Her ne kadar "Bence biz yataklarımıza doğru ilerleyim. " demek istesem de onay olarak, başımı salladım. Ne kadar yorgunum, gerisini sen düşün.

"Bir proje var, elinden geleni yapmışsın. Geceni gündüzüne katıp çok güzel bir maket çıkarmışsın ortaya... Sonra adamın biri geliyor, bilerek bu maketini bozuyor.
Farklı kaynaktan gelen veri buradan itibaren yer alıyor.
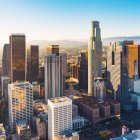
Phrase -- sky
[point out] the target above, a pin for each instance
(68, 19)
Ne yaparsın?"

Şimdi bir proje var ve ben bunu... Aamaan... Olayla soruyu bağdaştırmak yerine akışına bırakmak en iyisiydi.

"Kızarız galiba. Yani kasıtlı bir şekilde emeğimize zarar verme gibi bir hakkı yok."

Sami elini yumruk yapıp yüzünü buruşturarak konuştu. "O kimdur daa, gecemu günduzuma kattuğum emeğumu ziyan edeyur!" Elimi omzuna atıp biraz kendime çektim.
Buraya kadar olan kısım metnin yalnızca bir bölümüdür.